A complex number is real proof

Question

The question is whether this complex number is real: $A= \frac{z-uz*}{1-u} / z \neq z*, |u| = 1.$ For $A$ to be real,$ A* = A$ is necessary. I found $A* = - A$, which says that $A \in iIR$. But, the solution says it s real.

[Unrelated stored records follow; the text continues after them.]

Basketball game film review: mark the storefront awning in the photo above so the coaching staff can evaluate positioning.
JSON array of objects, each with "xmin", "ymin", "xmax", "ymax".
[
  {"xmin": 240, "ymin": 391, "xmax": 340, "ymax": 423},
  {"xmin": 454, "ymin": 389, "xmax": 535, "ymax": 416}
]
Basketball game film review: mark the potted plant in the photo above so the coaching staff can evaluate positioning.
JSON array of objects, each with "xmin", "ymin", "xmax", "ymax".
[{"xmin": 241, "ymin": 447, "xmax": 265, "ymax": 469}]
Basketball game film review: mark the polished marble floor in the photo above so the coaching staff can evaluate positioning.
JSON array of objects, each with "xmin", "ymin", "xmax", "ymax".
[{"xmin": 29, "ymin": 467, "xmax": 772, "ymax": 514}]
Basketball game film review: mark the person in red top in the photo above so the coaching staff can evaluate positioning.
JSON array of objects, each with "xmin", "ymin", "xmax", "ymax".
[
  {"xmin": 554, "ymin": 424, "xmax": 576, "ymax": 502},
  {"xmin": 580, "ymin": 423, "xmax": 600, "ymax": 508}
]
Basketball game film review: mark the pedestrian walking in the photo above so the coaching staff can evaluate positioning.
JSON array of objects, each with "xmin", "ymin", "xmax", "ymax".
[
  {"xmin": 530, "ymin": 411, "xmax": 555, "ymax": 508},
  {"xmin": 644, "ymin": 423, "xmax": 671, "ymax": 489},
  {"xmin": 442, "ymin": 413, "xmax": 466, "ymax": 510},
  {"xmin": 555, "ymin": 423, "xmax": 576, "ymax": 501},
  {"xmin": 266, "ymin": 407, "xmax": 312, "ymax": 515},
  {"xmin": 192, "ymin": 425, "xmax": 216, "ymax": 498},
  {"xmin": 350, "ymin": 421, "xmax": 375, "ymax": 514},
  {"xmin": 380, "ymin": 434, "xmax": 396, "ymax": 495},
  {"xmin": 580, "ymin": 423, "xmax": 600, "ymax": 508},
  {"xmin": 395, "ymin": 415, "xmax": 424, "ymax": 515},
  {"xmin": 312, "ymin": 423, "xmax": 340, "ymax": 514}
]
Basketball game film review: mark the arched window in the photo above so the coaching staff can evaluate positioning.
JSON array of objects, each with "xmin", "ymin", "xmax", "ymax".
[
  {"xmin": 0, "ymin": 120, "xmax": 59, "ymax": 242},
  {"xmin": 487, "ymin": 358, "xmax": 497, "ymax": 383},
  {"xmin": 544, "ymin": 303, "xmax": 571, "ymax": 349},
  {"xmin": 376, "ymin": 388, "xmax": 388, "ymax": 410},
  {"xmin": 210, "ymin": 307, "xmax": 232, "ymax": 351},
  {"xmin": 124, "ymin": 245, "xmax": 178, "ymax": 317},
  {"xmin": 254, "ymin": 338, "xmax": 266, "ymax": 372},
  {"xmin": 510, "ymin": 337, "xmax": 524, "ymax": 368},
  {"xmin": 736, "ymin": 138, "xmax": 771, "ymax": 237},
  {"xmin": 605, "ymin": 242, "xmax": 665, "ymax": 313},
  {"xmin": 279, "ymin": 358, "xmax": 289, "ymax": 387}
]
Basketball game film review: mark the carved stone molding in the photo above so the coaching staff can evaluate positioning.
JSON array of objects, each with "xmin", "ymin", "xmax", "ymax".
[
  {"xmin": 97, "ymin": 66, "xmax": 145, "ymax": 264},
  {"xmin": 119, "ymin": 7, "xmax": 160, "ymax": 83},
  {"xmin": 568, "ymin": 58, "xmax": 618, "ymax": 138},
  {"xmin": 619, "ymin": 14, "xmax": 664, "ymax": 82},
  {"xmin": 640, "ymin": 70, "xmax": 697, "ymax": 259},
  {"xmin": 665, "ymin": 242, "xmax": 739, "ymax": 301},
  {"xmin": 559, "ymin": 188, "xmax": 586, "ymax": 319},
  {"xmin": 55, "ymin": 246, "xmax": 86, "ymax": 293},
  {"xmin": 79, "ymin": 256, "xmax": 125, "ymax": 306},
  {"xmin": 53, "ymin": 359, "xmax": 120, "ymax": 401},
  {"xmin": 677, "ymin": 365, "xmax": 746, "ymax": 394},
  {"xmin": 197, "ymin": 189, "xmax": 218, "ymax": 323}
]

I used this as part of my proof: $|u|^2 = uu*$ (* to denote the complex conjugate) This is what I did: $A*= \frac{z*-u*z}{1-u*} \rightarrow A*= \frac{z*-\frac{1}{u}z}{1-\frac{1}{u}} \rightarrow A*= \frac{\frac{uz*-z}{u}}{\frac{u-1}{u}} \rightarrow A*= \frac{uz*-z}{u-1} = -A$. We have $|u|=1 \rightarrow u* = \frac{1}{u}$

Answer 1

Let's see.

$A=\dfrac{z-u\bar z}{1-u}$. (I prefer to write $\bar z$ for the conjugate of $z$.)

So $\bar A=\overline {\dfrac{z-u\bar z}{\overline {1-u}}}=\dfrac{\bar z-\bar u z}{1-\bar u}=\dfrac{\bar z-\bar u z}{1-\bar u}\cdot\dfrac uu=\dfrac{u\bar z-z}{u-1}=A$.

Thus $A$ is real.

Answer 2

$A* = \frac{z*-(uz*)*}{1-u*} = \frac{z*-(\frac{1}{u*}z*)*}{1-\frac{1}{u}} =\frac{z* - \frac{z}{u}}{1-\frac{1}{u}} = \frac{z - z*u}{1-u} = A$

$u* = |u|^2/u = 1/u$